The CodeBreaK200 study enrolled 345 patients with metastatic or locally advanced, unresectable NSCLC harboring the KRAS G12C mutation. Thirty-six percent of patients assigned to the Sotorasip arm received follow-up treatment with docetaxel, compared to 42% of patients assigned to the docetaxel arm, and 34% of patients in the docetaxel arm subsequently received KRAS G12C inhibitor treatment.

Patients were randomized to the Sotorasib arm (n=171) and the docetaxel arm (n=174) to receive either Sotorasib 960 mg daily or docetaxel 7 mg/m^2 every 3 weeks. All patients had received prior concurrent or sequential platinum-based anticancer agents and immune checkpoint inhibitors.

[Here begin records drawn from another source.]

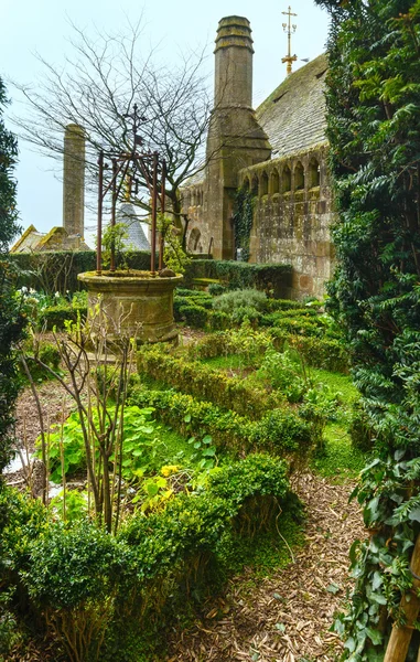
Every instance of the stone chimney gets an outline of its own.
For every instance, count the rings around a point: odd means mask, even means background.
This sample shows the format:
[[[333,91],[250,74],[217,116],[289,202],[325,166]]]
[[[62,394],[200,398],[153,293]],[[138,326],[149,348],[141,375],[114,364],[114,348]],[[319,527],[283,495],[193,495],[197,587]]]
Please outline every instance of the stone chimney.
[[[248,19],[218,24],[215,49],[215,105],[207,138],[206,221],[216,258],[234,258],[231,216],[243,168],[271,156],[267,135],[252,110],[252,39]]]
[[[85,132],[66,126],[63,166],[63,226],[68,235],[85,234]]]
[[[234,106],[252,110],[252,55],[248,19],[222,19],[215,49],[215,108]]]

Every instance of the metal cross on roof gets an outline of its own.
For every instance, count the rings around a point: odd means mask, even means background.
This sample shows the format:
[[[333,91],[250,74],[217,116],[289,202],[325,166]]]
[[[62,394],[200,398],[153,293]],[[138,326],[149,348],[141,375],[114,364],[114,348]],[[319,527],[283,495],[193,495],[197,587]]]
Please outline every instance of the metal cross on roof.
[[[287,63],[287,74],[288,76],[292,73],[292,62],[295,62],[298,60],[297,55],[292,55],[292,51],[291,51],[291,36],[292,34],[297,31],[297,26],[292,25],[290,22],[290,19],[292,17],[297,17],[298,14],[292,13],[291,8],[289,6],[288,11],[282,11],[282,14],[284,14],[286,17],[288,17],[288,22],[283,23],[283,31],[287,32],[288,34],[288,54],[286,55],[286,57],[281,58],[281,62],[284,64],[284,62]]]

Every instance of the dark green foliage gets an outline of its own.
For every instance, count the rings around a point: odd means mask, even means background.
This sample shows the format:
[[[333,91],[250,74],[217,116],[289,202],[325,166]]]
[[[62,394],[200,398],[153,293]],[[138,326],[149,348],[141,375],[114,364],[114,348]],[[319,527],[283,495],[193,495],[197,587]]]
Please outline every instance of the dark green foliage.
[[[284,346],[297,350],[310,366],[348,372],[348,352],[340,340],[298,335],[279,328],[270,329],[270,335],[278,350],[282,351]]]
[[[45,509],[13,491],[0,499],[9,587],[71,659],[86,661],[125,660],[126,637],[154,627],[158,617],[162,627],[180,605],[227,578],[226,547],[236,538],[274,523],[281,530],[281,512],[301,516],[286,463],[263,455],[214,470],[198,492],[181,493],[149,516],[128,517],[118,537],[87,522],[46,524]],[[119,650],[112,637],[104,643],[107,630],[118,632]]]
[[[180,306],[177,319],[185,321],[194,329],[204,329],[207,323],[208,312],[203,306]]]
[[[0,78],[0,254],[8,253],[10,242],[20,229],[15,209],[17,184],[13,180],[18,141],[4,127],[2,114],[6,104],[6,88]]]
[[[348,434],[355,448],[358,448],[364,452],[368,452],[373,449],[375,437],[369,425],[369,417],[364,410],[362,403],[356,403],[354,405]]]
[[[226,287],[224,287],[219,282],[212,282],[208,286],[208,293],[212,295],[212,297],[218,297],[218,296],[223,295],[225,291],[226,291]]]
[[[233,215],[235,250],[240,250],[240,259],[245,263],[249,259],[249,241],[251,237],[255,203],[255,193],[245,188],[237,191]]]
[[[20,270],[19,287],[32,287],[36,290],[41,288],[49,293],[58,291],[65,295],[67,290],[75,292],[82,287],[77,274],[96,269],[95,250],[15,253],[10,258]],[[140,271],[150,269],[148,250],[130,252],[126,259],[130,269]]]
[[[265,388],[252,386],[239,377],[228,377],[206,365],[171,356],[165,348],[162,350],[158,345],[139,352],[138,370],[140,374],[250,418],[258,418],[283,402],[280,394],[267,394]]]
[[[76,322],[78,316],[86,318],[86,306],[49,306],[40,312],[39,323],[45,327],[46,330],[54,329],[54,327],[56,329],[64,329],[67,320]]]
[[[6,103],[6,89],[0,78],[0,473],[10,459],[10,430],[19,389],[13,345],[21,338],[25,323],[20,302],[13,296],[15,271],[8,259],[9,244],[19,231],[17,184],[12,177],[18,143],[4,127]]]
[[[420,2],[319,4],[332,18],[326,98],[338,267],[330,293],[378,455],[358,491],[377,533],[352,551],[356,590],[336,624],[347,638],[344,656],[360,662],[383,659],[391,619],[381,606],[396,617],[418,535]]]
[[[133,388],[129,402],[152,406],[157,416],[183,435],[211,435],[217,449],[239,456],[252,449],[273,455],[306,455],[313,447],[311,425],[289,408],[273,409],[260,420],[250,420],[186,393]]]
[[[292,267],[290,265],[259,265],[233,260],[194,259],[189,265],[184,282],[194,278],[220,280],[229,289],[259,289],[286,299],[290,296]]]
[[[213,300],[213,308],[222,312],[231,312],[236,308],[255,308],[262,311],[267,308],[267,301],[265,292],[257,289],[243,289],[216,297]]]
[[[61,355],[56,345],[53,345],[49,342],[41,342],[40,345],[35,348],[35,351],[31,351],[31,349],[29,349],[25,352],[25,360],[33,381],[42,382],[43,380],[51,380],[52,374],[50,371],[40,365],[33,359],[40,360],[55,372],[60,371]],[[25,371],[23,370],[22,365],[20,366],[20,370],[22,376],[25,378]]]

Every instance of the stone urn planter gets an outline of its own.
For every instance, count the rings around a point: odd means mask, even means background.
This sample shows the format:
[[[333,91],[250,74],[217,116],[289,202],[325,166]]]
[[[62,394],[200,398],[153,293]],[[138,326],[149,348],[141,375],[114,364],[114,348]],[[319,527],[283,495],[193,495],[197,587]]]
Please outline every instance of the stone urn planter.
[[[138,342],[166,342],[177,338],[173,319],[173,290],[182,276],[161,277],[151,271],[87,271],[77,276],[88,292],[88,320],[105,324],[107,337],[137,337]]]

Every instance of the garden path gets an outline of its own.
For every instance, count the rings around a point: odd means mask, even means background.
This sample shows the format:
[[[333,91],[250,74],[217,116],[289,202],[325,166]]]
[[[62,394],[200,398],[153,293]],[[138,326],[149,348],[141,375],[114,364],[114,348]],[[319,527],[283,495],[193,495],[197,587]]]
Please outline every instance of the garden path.
[[[311,473],[294,479],[306,505],[305,541],[294,563],[267,579],[251,570],[229,583],[224,600],[208,604],[206,616],[173,637],[170,662],[332,662],[341,641],[330,632],[343,606],[348,549],[365,536],[354,484],[333,484]]]

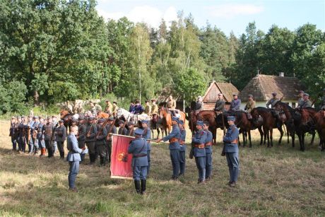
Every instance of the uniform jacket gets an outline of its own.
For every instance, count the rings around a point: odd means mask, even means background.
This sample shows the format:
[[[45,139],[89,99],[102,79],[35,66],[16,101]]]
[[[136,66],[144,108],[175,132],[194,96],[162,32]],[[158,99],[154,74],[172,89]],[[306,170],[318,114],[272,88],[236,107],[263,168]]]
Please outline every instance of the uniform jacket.
[[[227,133],[223,137],[225,143],[225,152],[238,152],[238,139],[239,131],[235,124],[230,125],[227,129]]]
[[[206,132],[206,141],[204,142],[205,144],[210,143],[210,146],[206,146],[206,153],[212,153],[212,139],[213,139],[213,136],[212,133],[209,130],[205,130]]]
[[[146,105],[146,108],[144,109],[144,112],[148,115],[150,115],[151,114],[151,105]]]
[[[96,145],[105,145],[106,143],[107,130],[105,127],[97,124]]]
[[[88,133],[90,136],[88,136]],[[97,127],[96,124],[89,124],[85,126],[85,142],[88,141],[95,141],[97,135]]]
[[[234,111],[240,110],[240,104],[242,101],[240,99],[232,100],[230,104],[230,110]]]
[[[44,131],[44,140],[45,141],[51,141],[53,138],[53,131],[54,129],[54,126],[52,123],[46,124],[43,127]]]
[[[78,141],[84,141],[85,140],[86,127],[85,124],[81,124],[78,126]]]
[[[223,99],[218,100],[214,106],[215,111],[223,111],[225,108],[225,100]]]
[[[144,139],[151,139],[151,131],[150,130],[150,128],[146,127],[143,129],[143,133],[142,134],[142,138]],[[148,151],[151,151],[151,144],[150,143],[150,141],[147,141],[148,146],[147,149]]]
[[[136,138],[132,141],[128,148],[128,153],[133,155],[132,166],[145,167],[148,166],[147,141],[141,138]],[[136,157],[137,155],[145,155],[143,157]]]
[[[254,107],[255,107],[255,101],[248,100],[245,106],[245,110],[247,110],[247,112],[250,113]]]
[[[195,134],[194,137],[192,138],[192,143],[194,143],[194,145],[201,145],[203,144],[204,146],[204,143],[206,140],[206,132],[204,131],[203,129],[200,129],[197,131]],[[194,157],[205,157],[206,156],[206,148],[199,148],[197,147],[194,147]]]
[[[153,105],[153,106],[151,107],[151,115],[153,115],[153,114],[158,115],[158,111],[159,111],[158,105],[156,104]]]
[[[172,100],[167,101],[167,105],[166,105],[167,108],[175,110],[176,109],[176,100]]]
[[[66,140],[66,146],[69,150],[66,160],[68,161],[81,161],[80,154],[83,153],[83,150],[78,146],[78,141],[76,136],[71,133],[68,136]]]
[[[57,128],[56,141],[64,141],[66,139],[66,128],[64,126],[59,126]]]
[[[106,131],[107,132],[107,134],[117,134],[117,127],[115,126],[113,126],[113,128],[112,128],[112,125],[110,125],[110,124],[107,124],[106,125]],[[112,128],[112,129],[111,129]],[[109,139],[108,139],[108,141],[112,141],[112,137],[110,136]]]
[[[278,102],[279,100],[278,99],[274,99],[271,98],[270,99],[268,102],[266,102],[266,107],[269,108],[270,105],[271,105],[271,108],[273,108],[274,105],[276,105],[276,103]]]
[[[162,138],[163,141],[166,141],[167,140],[171,139],[172,138],[176,138],[179,139],[181,136],[181,132],[179,131],[179,127],[178,127],[177,124],[172,125],[172,130],[168,136],[166,136]],[[179,149],[179,141],[171,142],[170,143],[170,150],[174,149]]]
[[[179,151],[185,151],[187,148],[187,146],[185,145],[185,138],[187,137],[187,131],[183,129],[180,129],[180,136],[179,136],[179,145],[180,145],[180,149]],[[183,144],[181,144],[184,142]]]

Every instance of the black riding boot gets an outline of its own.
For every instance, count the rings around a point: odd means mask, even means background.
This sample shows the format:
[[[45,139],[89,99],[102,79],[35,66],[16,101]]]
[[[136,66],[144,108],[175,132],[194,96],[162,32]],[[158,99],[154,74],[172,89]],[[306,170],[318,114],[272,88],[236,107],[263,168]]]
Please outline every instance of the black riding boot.
[[[141,180],[141,194],[146,194],[146,180]]]
[[[136,187],[136,193],[140,194],[140,181],[134,180],[134,186]]]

Among treatment outcomes, median progression-free survival was 5.6 months and 4.5 months for Sotorasib and docetaxel, respectively. Overall survival was 10.6 months and 11.3 months for Sotorasib and docetaxel, respectively, with no significant difference. Objective response rates were 82.5% and 60.3% for Sotorasib and docetaxel, respectively, with tumor shrinkage seen in 80% of the Sotorasib arm compared to 62.8% of the docetaxel arm.

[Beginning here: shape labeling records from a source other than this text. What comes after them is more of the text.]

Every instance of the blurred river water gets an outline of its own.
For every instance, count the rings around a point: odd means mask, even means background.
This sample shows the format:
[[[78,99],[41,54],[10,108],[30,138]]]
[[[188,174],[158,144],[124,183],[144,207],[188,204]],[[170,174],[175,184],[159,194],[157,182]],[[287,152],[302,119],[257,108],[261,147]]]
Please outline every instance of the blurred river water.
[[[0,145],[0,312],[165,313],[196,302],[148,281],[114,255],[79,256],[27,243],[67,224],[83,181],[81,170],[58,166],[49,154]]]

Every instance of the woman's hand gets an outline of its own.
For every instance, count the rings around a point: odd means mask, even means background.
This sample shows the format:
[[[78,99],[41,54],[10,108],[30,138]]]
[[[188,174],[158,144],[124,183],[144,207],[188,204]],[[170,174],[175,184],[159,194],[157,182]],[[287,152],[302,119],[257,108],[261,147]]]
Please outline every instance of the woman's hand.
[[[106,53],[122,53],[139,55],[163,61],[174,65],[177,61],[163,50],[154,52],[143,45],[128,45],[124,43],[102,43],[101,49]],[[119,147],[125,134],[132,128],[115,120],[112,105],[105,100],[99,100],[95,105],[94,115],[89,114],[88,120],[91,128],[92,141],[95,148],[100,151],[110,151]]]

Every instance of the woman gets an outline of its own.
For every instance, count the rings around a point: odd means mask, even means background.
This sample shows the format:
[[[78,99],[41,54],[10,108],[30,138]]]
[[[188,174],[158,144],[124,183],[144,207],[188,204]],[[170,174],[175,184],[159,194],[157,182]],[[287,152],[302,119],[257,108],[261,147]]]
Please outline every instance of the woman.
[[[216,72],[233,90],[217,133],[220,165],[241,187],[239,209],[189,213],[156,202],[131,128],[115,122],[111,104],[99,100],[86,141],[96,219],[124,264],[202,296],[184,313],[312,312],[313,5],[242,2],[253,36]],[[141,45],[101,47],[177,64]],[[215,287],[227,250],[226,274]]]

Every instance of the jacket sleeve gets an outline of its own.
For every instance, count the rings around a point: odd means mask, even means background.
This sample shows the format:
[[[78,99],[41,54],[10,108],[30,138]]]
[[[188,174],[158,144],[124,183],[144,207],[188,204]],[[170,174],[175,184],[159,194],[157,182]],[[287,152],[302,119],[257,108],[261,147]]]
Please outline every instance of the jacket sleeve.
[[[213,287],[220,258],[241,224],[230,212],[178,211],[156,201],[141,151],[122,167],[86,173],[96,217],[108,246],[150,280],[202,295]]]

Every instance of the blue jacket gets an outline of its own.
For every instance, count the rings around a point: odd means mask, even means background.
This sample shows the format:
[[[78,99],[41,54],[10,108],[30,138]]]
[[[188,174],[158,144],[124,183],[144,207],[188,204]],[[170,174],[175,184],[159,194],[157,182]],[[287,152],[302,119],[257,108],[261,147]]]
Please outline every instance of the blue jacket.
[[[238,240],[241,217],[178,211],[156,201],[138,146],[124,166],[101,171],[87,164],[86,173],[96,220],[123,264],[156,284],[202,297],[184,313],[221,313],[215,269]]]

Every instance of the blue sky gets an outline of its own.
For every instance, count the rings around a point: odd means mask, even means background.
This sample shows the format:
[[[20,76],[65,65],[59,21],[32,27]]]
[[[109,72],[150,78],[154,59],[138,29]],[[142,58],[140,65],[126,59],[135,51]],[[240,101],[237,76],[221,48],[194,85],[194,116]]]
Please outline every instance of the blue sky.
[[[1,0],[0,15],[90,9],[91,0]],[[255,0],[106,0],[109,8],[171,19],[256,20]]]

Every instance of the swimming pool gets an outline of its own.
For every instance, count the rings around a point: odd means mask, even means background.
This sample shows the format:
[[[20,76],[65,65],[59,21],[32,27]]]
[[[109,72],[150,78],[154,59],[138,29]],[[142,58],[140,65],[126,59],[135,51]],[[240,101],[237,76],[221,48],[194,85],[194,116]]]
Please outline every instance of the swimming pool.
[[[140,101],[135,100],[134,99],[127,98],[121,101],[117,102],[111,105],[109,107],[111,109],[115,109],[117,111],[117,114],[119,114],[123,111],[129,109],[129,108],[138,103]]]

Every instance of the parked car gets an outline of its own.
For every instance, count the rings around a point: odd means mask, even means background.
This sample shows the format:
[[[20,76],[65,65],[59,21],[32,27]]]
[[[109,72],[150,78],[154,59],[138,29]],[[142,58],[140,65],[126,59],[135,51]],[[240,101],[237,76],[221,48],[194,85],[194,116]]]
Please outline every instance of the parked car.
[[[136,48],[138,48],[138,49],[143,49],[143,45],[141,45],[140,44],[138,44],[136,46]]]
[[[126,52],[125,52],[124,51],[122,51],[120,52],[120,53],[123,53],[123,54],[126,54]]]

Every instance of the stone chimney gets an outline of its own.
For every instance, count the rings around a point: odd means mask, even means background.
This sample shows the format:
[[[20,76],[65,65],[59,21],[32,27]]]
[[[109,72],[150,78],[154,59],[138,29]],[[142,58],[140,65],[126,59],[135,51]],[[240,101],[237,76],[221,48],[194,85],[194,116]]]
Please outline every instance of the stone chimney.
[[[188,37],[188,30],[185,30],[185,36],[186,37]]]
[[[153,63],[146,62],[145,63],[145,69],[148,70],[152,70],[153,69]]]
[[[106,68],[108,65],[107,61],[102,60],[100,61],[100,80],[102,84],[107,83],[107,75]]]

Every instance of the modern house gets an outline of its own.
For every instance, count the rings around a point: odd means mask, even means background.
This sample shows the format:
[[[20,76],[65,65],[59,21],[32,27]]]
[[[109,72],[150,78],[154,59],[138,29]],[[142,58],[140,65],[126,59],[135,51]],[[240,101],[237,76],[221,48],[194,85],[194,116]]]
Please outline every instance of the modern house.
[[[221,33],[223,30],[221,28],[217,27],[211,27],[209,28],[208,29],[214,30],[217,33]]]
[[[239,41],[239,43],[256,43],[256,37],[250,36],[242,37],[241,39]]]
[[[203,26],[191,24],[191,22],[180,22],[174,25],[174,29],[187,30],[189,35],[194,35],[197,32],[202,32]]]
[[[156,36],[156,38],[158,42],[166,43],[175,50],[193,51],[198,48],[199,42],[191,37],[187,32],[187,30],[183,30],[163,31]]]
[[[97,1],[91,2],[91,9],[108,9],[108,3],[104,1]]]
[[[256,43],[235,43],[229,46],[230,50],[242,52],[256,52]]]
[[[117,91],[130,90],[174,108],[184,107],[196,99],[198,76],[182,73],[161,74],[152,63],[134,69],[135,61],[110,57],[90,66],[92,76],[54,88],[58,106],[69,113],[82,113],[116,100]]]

Safety and quality of life also favored SOTORASIP. Treatment-related adverse events occurred in 9.5% and 11.3% of patients in the SOTORASIP and docetaxel arms, respectively, with diarrhea, the most common adverse event, being higher in the SOTORASIP arm (33.7% vs 18.5% in the SOTORASIP and docetaxel arms, respectively), while fatigue was higher in the docetaxel arm (6.5% vs 25.2%). In terms of grade 3 or higher treatment-related adverse events, SOTORASIP (33.1%) was superior to docetaxel (40.4%).

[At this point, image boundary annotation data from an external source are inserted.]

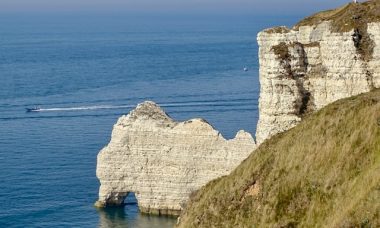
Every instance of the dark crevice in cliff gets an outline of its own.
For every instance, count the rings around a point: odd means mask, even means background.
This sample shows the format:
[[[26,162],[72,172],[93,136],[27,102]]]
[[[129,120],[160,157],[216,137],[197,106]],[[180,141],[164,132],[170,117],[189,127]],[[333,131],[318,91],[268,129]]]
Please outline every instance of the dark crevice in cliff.
[[[317,46],[319,46],[318,42],[308,44],[308,47]],[[299,42],[290,44],[281,42],[280,44],[272,47],[272,51],[276,54],[278,60],[280,60],[281,66],[284,69],[283,76],[287,79],[293,79],[296,82],[300,98],[295,104],[295,109],[298,110],[296,112],[296,115],[300,117],[314,110],[315,106],[311,92],[305,88],[305,84],[307,83],[306,72],[309,65],[307,54],[304,49],[305,47],[306,45],[303,45]],[[297,56],[293,56],[290,53],[289,48],[293,48],[293,51]],[[296,69],[292,68],[292,61],[295,61],[297,63],[295,64],[295,66],[297,66]]]

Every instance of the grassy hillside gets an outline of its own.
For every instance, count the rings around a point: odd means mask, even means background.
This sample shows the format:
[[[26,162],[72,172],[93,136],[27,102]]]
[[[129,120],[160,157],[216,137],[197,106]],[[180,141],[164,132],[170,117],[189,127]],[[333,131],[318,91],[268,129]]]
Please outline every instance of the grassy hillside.
[[[192,196],[180,227],[380,227],[380,90],[264,142]]]

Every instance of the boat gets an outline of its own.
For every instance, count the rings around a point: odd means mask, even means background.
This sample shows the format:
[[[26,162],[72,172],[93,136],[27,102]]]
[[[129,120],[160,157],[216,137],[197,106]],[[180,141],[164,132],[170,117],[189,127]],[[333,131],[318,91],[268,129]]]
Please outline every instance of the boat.
[[[41,109],[39,107],[34,107],[34,108],[25,108],[26,112],[39,112]]]

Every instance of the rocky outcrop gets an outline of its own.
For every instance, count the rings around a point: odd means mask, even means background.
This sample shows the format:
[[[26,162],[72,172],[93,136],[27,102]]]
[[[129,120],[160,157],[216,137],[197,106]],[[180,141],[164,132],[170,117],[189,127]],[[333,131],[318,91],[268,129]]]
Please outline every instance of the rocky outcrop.
[[[178,214],[192,192],[229,174],[254,149],[247,132],[226,140],[205,120],[175,122],[144,102],[119,118],[98,155],[96,206],[122,205],[134,192],[140,211]]]
[[[380,87],[380,1],[316,14],[258,34],[257,143],[341,98]]]

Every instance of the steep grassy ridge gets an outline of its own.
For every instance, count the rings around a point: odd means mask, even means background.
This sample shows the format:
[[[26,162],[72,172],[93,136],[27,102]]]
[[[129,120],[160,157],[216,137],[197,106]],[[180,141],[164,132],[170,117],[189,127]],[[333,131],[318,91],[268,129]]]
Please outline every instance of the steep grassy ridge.
[[[380,227],[380,90],[265,141],[192,196],[180,227]]]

The Phase 1/2 CodeBreaK 101 trial is currently investigating the combination of Sotorasib. In addition, the Phase 3 CodeBreaK 300 study is testing the efficacy of the combination of Sotorasib and panitumumab in patients with colorectal cancer harboring the KRAS G12C mutation. This study is significant because it is the first Phase 3 trial of a KRAS G12C inhibitor in non-small cell lung cancer, and the researchers expect Sotorasib to perform well when combined with MAP kinase, EGFR, and PD-L1 inhibitors.